Assume a hemoglobin has p50 = 30 torr, what percentage of O2 is unloaded by this protein from lung (pO2 = 100 torr) to muscle (pO2 = 20 torr)?

The answer is 75%... where does that come from?

We were given the hill equation (yO2=pO2^n/(pO2^n+p50^n)) but I don't see how they got 75%... I'm totally confused, help me obi wan kenobi 😕

I have not even started on pre reqs so now I'm freaked out. What IS that lol. Well I'm ready for anything.

 

[free99]

I have not even started on pre reqs so now I'm freaked out. What IS that lol. Well I'm ready for anything.

Stick with it - focus on the basics and build up... Biochem is a bit of a nightmare, but I'm working through it. Having a nearly incomprehensible asian man as the professor certainly doesn't help

 

[Jbrowndds]

Stick with it - focus on the basics and build up... Biochem is a bit of a nightmare, but I'm working through it. Having a nearly incomprehensible asian man as the professor certainly doesn't help

Math is my weakest point. But I'm sure ill find a good tutor. I'm sure someone knows the answer to your question.

 

[UCSFx2017]

Assume a hemoglobin has p50 = 30 torr, what percentage of O2 is unloaded by this protein from lung (pO2 = 100 torr) to muscle (pO2 = 20 torr)?

The answer is 75%... where does that come from?
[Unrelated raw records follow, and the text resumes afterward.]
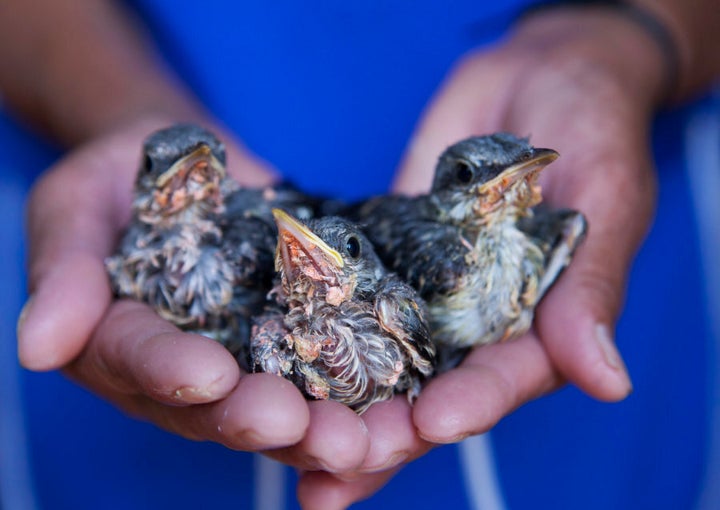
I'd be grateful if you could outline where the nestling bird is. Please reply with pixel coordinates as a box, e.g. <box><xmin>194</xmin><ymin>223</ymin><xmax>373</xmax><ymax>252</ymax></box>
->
<box><xmin>349</xmin><ymin>133</ymin><xmax>587</xmax><ymax>371</ymax></box>
<box><xmin>106</xmin><ymin>124</ymin><xmax>318</xmax><ymax>361</ymax></box>
<box><xmin>251</xmin><ymin>210</ymin><xmax>435</xmax><ymax>413</ymax></box>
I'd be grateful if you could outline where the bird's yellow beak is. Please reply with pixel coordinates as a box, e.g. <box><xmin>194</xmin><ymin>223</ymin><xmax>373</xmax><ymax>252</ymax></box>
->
<box><xmin>272</xmin><ymin>209</ymin><xmax>345</xmax><ymax>279</ymax></box>
<box><xmin>155</xmin><ymin>143</ymin><xmax>225</xmax><ymax>188</ymax></box>
<box><xmin>477</xmin><ymin>149</ymin><xmax>560</xmax><ymax>195</ymax></box>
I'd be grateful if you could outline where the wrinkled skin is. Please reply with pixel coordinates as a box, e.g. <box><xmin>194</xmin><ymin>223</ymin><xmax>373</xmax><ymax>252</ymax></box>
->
<box><xmin>18</xmin><ymin>6</ymin><xmax>676</xmax><ymax>509</ymax></box>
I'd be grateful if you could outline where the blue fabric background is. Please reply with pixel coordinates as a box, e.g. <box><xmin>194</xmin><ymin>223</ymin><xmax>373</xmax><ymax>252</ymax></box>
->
<box><xmin>0</xmin><ymin>0</ymin><xmax>710</xmax><ymax>510</ymax></box>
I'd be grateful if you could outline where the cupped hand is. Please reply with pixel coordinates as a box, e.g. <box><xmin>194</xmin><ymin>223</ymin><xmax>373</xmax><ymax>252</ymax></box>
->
<box><xmin>298</xmin><ymin>9</ymin><xmax>662</xmax><ymax>508</ymax></box>
<box><xmin>18</xmin><ymin>118</ymin><xmax>374</xmax><ymax>471</ymax></box>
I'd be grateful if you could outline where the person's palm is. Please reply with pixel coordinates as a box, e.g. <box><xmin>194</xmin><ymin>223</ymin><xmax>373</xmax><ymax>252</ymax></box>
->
<box><xmin>299</xmin><ymin>9</ymin><xmax>657</xmax><ymax>508</ymax></box>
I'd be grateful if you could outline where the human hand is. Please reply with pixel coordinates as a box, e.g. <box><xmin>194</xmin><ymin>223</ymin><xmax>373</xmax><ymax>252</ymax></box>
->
<box><xmin>18</xmin><ymin>117</ymin><xmax>376</xmax><ymax>470</ymax></box>
<box><xmin>299</xmin><ymin>9</ymin><xmax>662</xmax><ymax>508</ymax></box>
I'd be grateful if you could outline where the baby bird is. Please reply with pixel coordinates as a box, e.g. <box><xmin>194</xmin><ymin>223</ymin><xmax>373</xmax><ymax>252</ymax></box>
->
<box><xmin>106</xmin><ymin>124</ymin><xmax>311</xmax><ymax>356</ymax></box>
<box><xmin>349</xmin><ymin>133</ymin><xmax>587</xmax><ymax>371</ymax></box>
<box><xmin>251</xmin><ymin>209</ymin><xmax>435</xmax><ymax>413</ymax></box>
<box><xmin>106</xmin><ymin>124</ymin><xmax>247</xmax><ymax>350</ymax></box>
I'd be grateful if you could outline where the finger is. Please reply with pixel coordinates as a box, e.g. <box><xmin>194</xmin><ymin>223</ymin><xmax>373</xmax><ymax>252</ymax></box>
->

We were given the hill equation (yO2=pO2^n/(pO2^n+p50^n)) but I don't see how they got 75%... I'm totally confused, help me obi wan kenobi 😕

The Hill equation is also expressed as:

log [theta/(1-theta)] = n log PO2 - n log P50

You are solving for PO2, which is your percent of oxygen unloaded.
​

log [theta/(1-theta)] + n log P50 = n log PO2

What is n? N is the Hill constant where n = 1 indicates no cooperation and n > 1, usually between 2.8-3.0, indicates cooperation. I'm assuming n = 1.
​

log [theta/(1-theta)] + log P50 = log PO2

Theta probably indicates bound oxygen. In this case the ~100% bound oxygen from lung becomes only ~20% bound oxygen by the time it gets to the muscles.
​

log [0.20/(1-0.20)] + log P50 = log PO2

P50 is given as 0.30.
​

log [0.20/0.80] + log (0.30) = log PO2

Simplify the left side.
​

- 0.602059991 + (- 0.522878745) = -1.124938736 = log PO2

Get rid of the log on the right side.
​

10^(-1.124938736) = 10^log PO2 = PO2
0.075 = PO2.
PO2 = 7.5%, instead of 75%.

Yet your question asks for hemoglobin which has a hill constant of 2.8. I use n = 1 thinking it was myoglobin. I'm clueless.

 

[UCSFx2017]

http://faculty.smu.edu/svik/5310/5310lectures/lect11.html

If someone figured it out, please share.

 

[free99]

The Hill equation is also expressed as:

log [theta/(1-theta)] = n log PO2 - n log P50

You are solving for PO2, which is your percent of oxygen unloaded.
​

log [theta/(1-theta)] + n log P50 = n log PO2

What is n? N is the Hill constant where n = 1 indicates no cooperation and n > 1, usually between 2.8-3.0, indicates cooperation. I'm assuming n = 1.
​

log [theta/(1-theta)] + log P50 = log PO2

Theta probably indicates bound oxygen. In this case the ~100% bound oxygen from lung becomes only ~20% bound oxygen by the time it gets to the muscles.
​

log [0.20/(1-0.20)] + log P50 = log PO2

P50 is given as 0.30.
​

log [0.20/0.80] + log (0.30) = log PO2

Simplify the left side.
​

- 0.602059991 + (- 0.522878745) = -1.124938736 = log PO2

Get rid of the log on the right side.
​

10^(-1.124938736) = 10^log PO2 = PO2
0.075 = PO2.
PO2 = 7.5%, instead of 75%.

Yet your question asks for hemoglobin which has a hill constant of 2.8. I use n = 1 thinking it was myoglobin. I'm clueless.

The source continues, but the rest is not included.